Music has been an important part of Marc Black’s life since he was a young child growing up in the late 1950s.
“I was moved by the energy of early rock ’n’ roll,” Black said. “I was really affected by it, and wanted to be a part of it.”
While in high school in central New Jersey, he helped form a four-part harmony group called the Blades of Grass that signed a record contract in New York City.
Their version of the song “Happy” became a hit in some parts of the country in 1967, when the band members were still finishing high school.
During the late 1960s, the band shared the stage with such music heavyweights as the Doors, Van Morrison, Neil Diamond, and The 5th Dimension.
Black, who now lives in Westchester County, N.Y., will perform Saturday, April 25, at 1 p.m. at Shelton’s Plumb Memorial Library in a free concert sponsored by the Friends of the Shelton Libraries.
Insight into an era
Black, 66, will take audience members on a musical tour through the 1950 and ’60s in a one-man show. “I’ve picked out songs that are revealing of what we were going through then,” he said.

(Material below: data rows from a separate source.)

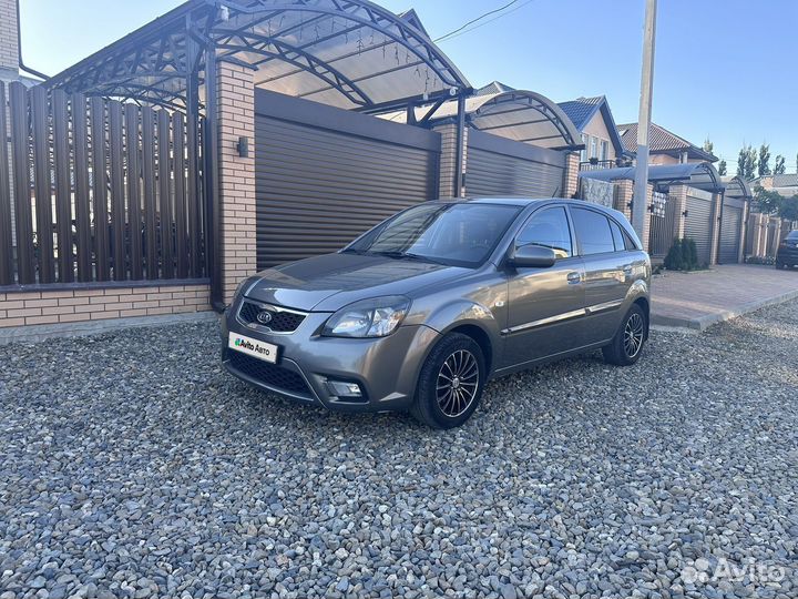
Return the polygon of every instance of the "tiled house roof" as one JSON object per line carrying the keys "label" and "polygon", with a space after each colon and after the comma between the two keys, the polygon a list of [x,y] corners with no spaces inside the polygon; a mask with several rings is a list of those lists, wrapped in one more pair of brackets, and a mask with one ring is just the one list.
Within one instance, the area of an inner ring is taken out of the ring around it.
{"label": "tiled house roof", "polygon": [[577,98],[567,102],[559,102],[557,105],[567,114],[576,129],[582,131],[605,101],[606,98],[603,95],[596,95],[595,98]]}
{"label": "tiled house roof", "polygon": [[604,116],[604,123],[606,124],[607,132],[610,133],[610,141],[615,149],[615,154],[621,156],[626,152],[621,136],[618,135],[617,126],[615,126],[615,119],[613,119],[610,104],[605,95],[596,95],[594,98],[577,98],[576,100],[570,100],[567,102],[560,102],[557,104],[562,111],[571,119],[571,122],[576,129],[582,132],[587,123],[593,120],[596,112],[601,111]]}
{"label": "tiled house roof", "polygon": [[[623,142],[624,149],[627,152],[636,152],[637,123],[618,125],[618,132],[621,133],[621,141]],[[648,134],[648,151],[652,154],[673,155],[678,155],[686,151],[689,158],[705,160],[707,162],[717,162],[715,155],[705,152],[702,148],[655,123],[652,123],[651,133]]]}

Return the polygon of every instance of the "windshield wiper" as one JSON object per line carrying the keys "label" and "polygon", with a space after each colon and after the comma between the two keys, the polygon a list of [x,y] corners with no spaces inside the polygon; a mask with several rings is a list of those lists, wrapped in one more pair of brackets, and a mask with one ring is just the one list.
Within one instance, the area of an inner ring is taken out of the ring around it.
{"label": "windshield wiper", "polygon": [[387,252],[371,252],[371,253],[380,255],[380,256],[396,258],[396,260],[416,260],[418,262],[431,262],[432,264],[446,265],[446,263],[441,262],[440,260],[436,260],[436,258],[429,257],[429,256],[422,256],[421,254],[413,254],[412,252],[400,252],[398,250],[392,250],[392,251],[387,251]]}

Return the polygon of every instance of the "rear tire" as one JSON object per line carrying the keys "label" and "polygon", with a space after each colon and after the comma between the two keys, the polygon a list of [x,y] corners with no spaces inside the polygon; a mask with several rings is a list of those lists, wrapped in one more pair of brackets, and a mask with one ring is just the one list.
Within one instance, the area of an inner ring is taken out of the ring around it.
{"label": "rear tire", "polygon": [[612,343],[602,347],[604,362],[615,366],[631,366],[635,364],[643,353],[648,331],[648,318],[637,304],[632,307],[621,321]]}
{"label": "rear tire", "polygon": [[468,335],[440,339],[421,367],[410,414],[432,428],[454,428],[477,409],[487,378],[482,348]]}

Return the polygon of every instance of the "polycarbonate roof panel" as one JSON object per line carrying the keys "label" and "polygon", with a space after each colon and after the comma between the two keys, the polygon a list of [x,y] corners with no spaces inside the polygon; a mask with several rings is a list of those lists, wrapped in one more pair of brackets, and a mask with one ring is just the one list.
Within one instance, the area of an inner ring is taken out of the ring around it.
{"label": "polycarbonate roof panel", "polygon": [[368,0],[191,0],[49,84],[180,105],[190,39],[252,65],[259,88],[344,109],[470,88],[423,31]]}

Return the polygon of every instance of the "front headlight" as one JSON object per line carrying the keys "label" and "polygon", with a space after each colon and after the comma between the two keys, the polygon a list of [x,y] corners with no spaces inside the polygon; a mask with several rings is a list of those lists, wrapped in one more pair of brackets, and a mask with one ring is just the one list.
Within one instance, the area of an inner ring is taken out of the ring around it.
{"label": "front headlight", "polygon": [[410,298],[390,295],[355,302],[336,312],[324,326],[326,337],[386,337],[410,309]]}

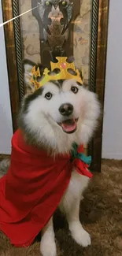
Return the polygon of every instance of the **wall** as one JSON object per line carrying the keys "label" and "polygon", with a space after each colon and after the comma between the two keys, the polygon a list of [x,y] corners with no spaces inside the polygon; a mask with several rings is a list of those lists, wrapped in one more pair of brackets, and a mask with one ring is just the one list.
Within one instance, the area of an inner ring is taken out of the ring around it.
{"label": "wall", "polygon": [[[0,0],[0,24],[2,22]],[[0,28],[0,154],[9,154],[13,134],[3,28]]]}
{"label": "wall", "polygon": [[122,1],[111,0],[102,157],[122,159]]}

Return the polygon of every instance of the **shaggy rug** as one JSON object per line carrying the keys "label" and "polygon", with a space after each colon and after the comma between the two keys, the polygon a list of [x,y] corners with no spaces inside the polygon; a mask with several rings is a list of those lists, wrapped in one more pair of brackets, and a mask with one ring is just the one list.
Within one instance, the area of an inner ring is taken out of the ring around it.
{"label": "shaggy rug", "polygon": [[[81,202],[80,220],[92,245],[82,248],[72,239],[65,219],[57,213],[54,228],[58,256],[122,256],[122,161],[102,161]],[[0,256],[40,256],[39,239],[17,249],[0,233]]]}

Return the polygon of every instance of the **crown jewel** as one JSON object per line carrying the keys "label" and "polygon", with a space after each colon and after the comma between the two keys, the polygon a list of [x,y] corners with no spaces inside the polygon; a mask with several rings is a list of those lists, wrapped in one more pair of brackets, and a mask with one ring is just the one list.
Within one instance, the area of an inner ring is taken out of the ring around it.
{"label": "crown jewel", "polygon": [[[39,82],[37,81],[37,78],[41,78],[39,68],[35,69],[35,66],[31,70],[32,78],[31,82],[35,86],[35,91],[45,85],[50,80],[76,80],[77,82],[83,84],[83,80],[80,76],[79,71],[76,69],[74,62],[67,62],[67,57],[57,57],[56,59],[58,61],[57,63],[50,61],[51,72],[54,72],[55,69],[59,69],[57,74],[50,74],[50,71],[46,68],[42,76],[42,80]],[[69,72],[69,69],[75,72],[75,75]]]}

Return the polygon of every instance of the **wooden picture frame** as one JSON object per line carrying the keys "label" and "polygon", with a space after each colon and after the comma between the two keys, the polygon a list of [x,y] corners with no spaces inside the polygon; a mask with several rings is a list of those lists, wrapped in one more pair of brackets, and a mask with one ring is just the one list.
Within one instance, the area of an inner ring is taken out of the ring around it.
{"label": "wooden picture frame", "polygon": [[[4,21],[20,14],[18,0],[2,0],[2,2]],[[90,90],[97,92],[102,108],[104,107],[109,6],[109,0],[92,0]],[[17,19],[13,22],[8,23],[4,29],[14,132],[17,128],[17,115],[20,102],[24,95],[20,20]],[[99,128],[88,147],[88,153],[93,160],[91,170],[97,172],[101,171],[102,124],[102,117]]]}

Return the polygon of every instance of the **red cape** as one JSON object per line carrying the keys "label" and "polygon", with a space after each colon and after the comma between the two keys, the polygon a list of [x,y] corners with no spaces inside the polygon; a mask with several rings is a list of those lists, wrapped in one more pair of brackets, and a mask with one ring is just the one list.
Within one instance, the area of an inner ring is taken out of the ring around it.
{"label": "red cape", "polygon": [[[83,147],[80,148],[83,152]],[[16,247],[29,246],[48,222],[68,185],[72,166],[89,177],[87,165],[71,155],[54,160],[25,143],[17,130],[12,139],[11,165],[0,179],[0,229]]]}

These will range from doo-wop to folk to pop, with tunes by artists as varied as Dean Martin and George Harrison. The songs will be familiar to most listeners.
“I’ll offer insight into our history through the lens of music,” Black said.
Black has made a living in the music field his entire life. He described his musical style as a mix of blues, folk and rock.
He’s been inducted in the New York Blues Hall of Fame and been named Folk Artist of the Year on ABC Radio.
For many years Black lived in Woodstock, N.Y., a rural town in upstate New York long known for its arts scene as well as for providing the name for the infamous 1969 outdoor music festival (which actually occurred in Bethel, N.Y.).
He’s also lived in Manhattan and written scores for TV commercials and films.
In the 1980s, Black won the American Library Association Award for best children’s album for producing American Children, a collaboration with such artists as Richie Havens, Taj Mahal and Maria Muldaur.
He’s also performed with Art Garfunkel and folk legend Pete Seeger, recorded with John Sebastian (the Lovin’ Spoonful) and Eric Weissberg (of Dueling Banjos fame), and played at the Sundance Film Festival.
Started with a $6 guitar from his parents
It all began as a youngster when his parents bought him a $6 guitar. Black would regularly purchase 45 rpm records, “take them into my playroom, and pretend to play and sing along. I was hooked.”
He still owns and uses some of the same guitars he purchased in the late 1960s, when he was with the Blades of Grass.
His music often deals with social issues, and he’s most closely associated with environmental activism.
Black now spends most of his time on the road, playing festivals, clubs, arts centers, libraries, and house concerts.
He said he likes traveling around to perform intimate shows like the upcoming one in Shelton. “I get to meet new people and see new places,” Black said.